International Meeting for Autism Research: Brain Mechanisms for Perceiving Emotional Information in Body Movement in Children with Autism

Brain Mechanisms for Perceiving Emotional Information in Body Movement in Children with Autism

Friday, May 21, 2010
Franklin Hall B Level 4 (Philadelphia Marriott Downtown)
11:00 AM
D. L. Williams , Department of Speech Language Pathology, Duquesne University, Pittsburgh, PA
E. J. Carter , Robotics Institute and Department of Psychology, Carnegie Mellon University, Pittsburgh, PA
N. J. Minshew , Psychiatry and Neurology--Center for Excellence in Autism Research, University of Pittsburgh School of Medicine, Pittsburgh, PA
K. A. Pelphrey , Child Study Center, Yale University, New Haven, CT
Background: Researchers and clinicians have suggested that individuals
with autism might find faces aversive to look at, particularly the eyes. The tendency to not look at faces, be it driven by aversion or a failure to understand the significance, has been used to explain poor performance on emotion identification tasks using faces (Adolphs et al., 2005; Pelphrey et al., 2002), and lower levels of FFA and AMY activation during emotional face viewing (Dalton et al., 2005; Hadjikhani et al. 2004). Research by Blake et al. (2003) demonstrated that children with autism exhibit deficits in the perception of biological motion. However, we do not know if children with autism process emotional information conveyed through biological movement differently than TD children. Do children with autism have difficulty with emotional processing in general whether it is conveyed through facial features or through body movement? Are these difficulties related to underlying neurological processing differences in autism in emotional brain areas?
Objectives: This fMRI study used a male silhouette (with no observable facial expressions) that moved with a happy, angry, or sad gait. We examined whether the different walks triggered emotion-based brain regions and whether these patterns differ between children with high-functioning autism and age and IQ-matched TD control children.
Methods: Data collection is ongoing. We have analyzed data for eleven children with autism (ages: 7-15 years, mean=11.6; FSIQ: 83-135, mean=108) and five TD children (ages: 9-13 years, mean=10.8; FSIQ: 98-134, mean=115). The children passively viewed the video while lying in a 3T Siemens Allegra scanner.  The stimuli were created to convey three different emotional conditions—happy, sad, and angry---using parameters from previous research about emotional information conveyed by gait.

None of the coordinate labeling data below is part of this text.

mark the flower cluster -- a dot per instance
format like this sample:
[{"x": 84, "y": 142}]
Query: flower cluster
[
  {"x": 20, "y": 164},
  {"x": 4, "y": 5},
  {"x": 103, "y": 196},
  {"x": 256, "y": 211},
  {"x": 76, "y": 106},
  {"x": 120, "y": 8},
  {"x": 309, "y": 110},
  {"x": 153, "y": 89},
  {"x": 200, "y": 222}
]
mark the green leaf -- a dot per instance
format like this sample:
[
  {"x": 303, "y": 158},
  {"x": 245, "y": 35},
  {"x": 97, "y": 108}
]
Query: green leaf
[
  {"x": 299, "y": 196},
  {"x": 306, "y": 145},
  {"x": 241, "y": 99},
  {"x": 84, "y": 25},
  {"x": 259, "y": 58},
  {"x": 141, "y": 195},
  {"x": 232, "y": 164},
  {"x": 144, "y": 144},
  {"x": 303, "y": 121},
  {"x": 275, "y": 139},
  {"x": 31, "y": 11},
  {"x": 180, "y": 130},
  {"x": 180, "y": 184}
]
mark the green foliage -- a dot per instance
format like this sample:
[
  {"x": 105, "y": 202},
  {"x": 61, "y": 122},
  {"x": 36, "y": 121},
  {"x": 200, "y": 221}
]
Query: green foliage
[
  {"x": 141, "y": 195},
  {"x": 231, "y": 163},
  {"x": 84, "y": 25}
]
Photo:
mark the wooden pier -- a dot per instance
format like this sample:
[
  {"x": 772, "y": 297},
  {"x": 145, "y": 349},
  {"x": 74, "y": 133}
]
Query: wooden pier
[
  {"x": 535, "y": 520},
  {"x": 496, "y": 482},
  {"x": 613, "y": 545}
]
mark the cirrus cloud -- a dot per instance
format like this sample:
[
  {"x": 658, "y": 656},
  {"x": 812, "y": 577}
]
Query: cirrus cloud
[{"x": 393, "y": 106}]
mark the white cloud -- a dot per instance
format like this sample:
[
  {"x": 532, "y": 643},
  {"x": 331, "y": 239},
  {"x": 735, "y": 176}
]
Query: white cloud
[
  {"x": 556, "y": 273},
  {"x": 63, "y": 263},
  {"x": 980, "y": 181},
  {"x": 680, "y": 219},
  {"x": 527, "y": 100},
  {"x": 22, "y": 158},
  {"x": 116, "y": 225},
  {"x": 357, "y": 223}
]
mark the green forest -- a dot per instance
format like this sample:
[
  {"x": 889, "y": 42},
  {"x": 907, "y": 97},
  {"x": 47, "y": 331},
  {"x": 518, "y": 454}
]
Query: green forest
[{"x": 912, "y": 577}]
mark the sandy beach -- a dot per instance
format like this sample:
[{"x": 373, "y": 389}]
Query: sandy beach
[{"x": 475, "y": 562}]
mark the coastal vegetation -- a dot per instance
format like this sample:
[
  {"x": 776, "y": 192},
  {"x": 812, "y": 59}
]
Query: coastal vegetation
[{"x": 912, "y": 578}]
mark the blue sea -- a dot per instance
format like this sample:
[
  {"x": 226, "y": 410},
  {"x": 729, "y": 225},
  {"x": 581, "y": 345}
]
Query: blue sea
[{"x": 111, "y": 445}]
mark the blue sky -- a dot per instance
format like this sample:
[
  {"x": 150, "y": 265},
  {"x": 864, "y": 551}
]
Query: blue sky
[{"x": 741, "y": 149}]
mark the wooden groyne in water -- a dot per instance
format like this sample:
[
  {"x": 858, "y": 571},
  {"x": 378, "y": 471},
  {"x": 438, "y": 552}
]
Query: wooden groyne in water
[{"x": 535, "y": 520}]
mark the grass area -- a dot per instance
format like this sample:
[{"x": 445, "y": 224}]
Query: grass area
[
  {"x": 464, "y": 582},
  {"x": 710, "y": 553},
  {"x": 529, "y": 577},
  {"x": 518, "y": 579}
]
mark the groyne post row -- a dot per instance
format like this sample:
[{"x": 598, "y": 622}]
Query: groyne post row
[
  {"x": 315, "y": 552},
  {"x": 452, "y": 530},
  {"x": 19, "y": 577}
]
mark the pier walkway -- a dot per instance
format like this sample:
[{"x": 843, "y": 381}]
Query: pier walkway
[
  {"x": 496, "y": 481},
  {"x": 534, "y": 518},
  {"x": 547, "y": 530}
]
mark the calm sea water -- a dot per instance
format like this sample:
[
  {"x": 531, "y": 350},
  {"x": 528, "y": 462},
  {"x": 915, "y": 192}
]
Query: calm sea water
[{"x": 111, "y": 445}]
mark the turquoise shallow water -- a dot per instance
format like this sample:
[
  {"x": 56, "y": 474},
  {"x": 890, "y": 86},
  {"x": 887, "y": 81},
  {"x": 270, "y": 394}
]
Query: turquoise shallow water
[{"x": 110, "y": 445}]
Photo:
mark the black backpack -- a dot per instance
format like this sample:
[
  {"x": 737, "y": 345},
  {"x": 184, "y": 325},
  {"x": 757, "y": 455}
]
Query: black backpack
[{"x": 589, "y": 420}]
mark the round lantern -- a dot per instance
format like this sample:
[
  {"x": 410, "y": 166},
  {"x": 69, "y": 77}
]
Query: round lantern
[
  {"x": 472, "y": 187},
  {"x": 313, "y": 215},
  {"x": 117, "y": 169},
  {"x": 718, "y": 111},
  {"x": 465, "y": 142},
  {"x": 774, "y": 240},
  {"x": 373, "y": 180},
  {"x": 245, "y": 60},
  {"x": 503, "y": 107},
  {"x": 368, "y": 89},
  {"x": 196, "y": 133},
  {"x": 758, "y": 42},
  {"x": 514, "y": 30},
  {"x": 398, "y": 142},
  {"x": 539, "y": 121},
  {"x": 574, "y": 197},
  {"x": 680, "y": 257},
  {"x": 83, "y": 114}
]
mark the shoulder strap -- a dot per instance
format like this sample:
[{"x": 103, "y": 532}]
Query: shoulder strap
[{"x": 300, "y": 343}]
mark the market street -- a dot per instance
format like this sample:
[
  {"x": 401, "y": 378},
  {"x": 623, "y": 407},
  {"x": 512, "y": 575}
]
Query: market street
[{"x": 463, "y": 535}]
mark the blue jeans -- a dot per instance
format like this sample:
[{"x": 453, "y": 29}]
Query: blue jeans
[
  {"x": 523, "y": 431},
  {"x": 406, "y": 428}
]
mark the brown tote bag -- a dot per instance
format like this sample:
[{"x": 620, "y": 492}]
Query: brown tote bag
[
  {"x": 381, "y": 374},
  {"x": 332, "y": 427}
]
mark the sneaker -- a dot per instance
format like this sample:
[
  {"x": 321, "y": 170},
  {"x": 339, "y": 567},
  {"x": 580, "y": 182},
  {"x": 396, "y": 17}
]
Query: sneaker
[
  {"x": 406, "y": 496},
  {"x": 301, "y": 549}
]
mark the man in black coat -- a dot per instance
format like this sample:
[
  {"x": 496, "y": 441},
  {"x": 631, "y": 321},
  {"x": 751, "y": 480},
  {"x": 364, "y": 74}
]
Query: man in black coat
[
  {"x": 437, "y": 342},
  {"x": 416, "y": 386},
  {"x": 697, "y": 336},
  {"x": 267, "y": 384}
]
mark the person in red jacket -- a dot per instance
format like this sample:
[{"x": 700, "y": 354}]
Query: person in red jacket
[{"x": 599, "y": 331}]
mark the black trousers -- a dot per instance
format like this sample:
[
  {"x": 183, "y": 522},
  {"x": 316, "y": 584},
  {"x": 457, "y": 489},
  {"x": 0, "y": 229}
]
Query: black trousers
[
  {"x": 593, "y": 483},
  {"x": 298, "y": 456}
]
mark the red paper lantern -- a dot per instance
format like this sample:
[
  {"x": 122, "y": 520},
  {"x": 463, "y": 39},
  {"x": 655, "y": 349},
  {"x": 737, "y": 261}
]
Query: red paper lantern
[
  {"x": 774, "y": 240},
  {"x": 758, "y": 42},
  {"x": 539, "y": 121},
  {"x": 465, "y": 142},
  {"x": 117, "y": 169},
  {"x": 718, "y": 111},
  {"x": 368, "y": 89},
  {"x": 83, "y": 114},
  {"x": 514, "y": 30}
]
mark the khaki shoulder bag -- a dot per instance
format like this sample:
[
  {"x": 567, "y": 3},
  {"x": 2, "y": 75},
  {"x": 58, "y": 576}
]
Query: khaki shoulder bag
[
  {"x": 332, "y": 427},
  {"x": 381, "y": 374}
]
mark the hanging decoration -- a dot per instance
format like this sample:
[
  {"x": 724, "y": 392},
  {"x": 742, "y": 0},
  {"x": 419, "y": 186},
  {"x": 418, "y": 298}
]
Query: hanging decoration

Results: Overall, preliminary results indicate that viewing the angry walk elicited a greater BOLD response than viewing a happy walk in both the children with autism and the TD children in the right STS. The autism group also had greater activation than TD in right parietal and right STS when viewing the angry walk and in bilateral STS when viewing the sad walk. The TD children had greater activation than the autism children in bilateral middle temporal and left STS when viewing the happy walk. The children with autism had no greater BOLD response when viewing the happy walk than when viewing the non-moving figure during the baseline condition.
Conclusions: As in previous studies with typically developing adults with emotional processing in faces, the amount of activity in the STS was modulated by happy and angry emotional body movement such that anger elicited a greater BOLD response than happiness for both groups of children.  Differential processing is evident in that the children with autism have a greater response than the TD children in right STS for anger, the strongest of the three emotions.  Significant differences between the groups occurred during the processing of the positive emotion of happy with the autism children failing to respond differently than a neutral condition.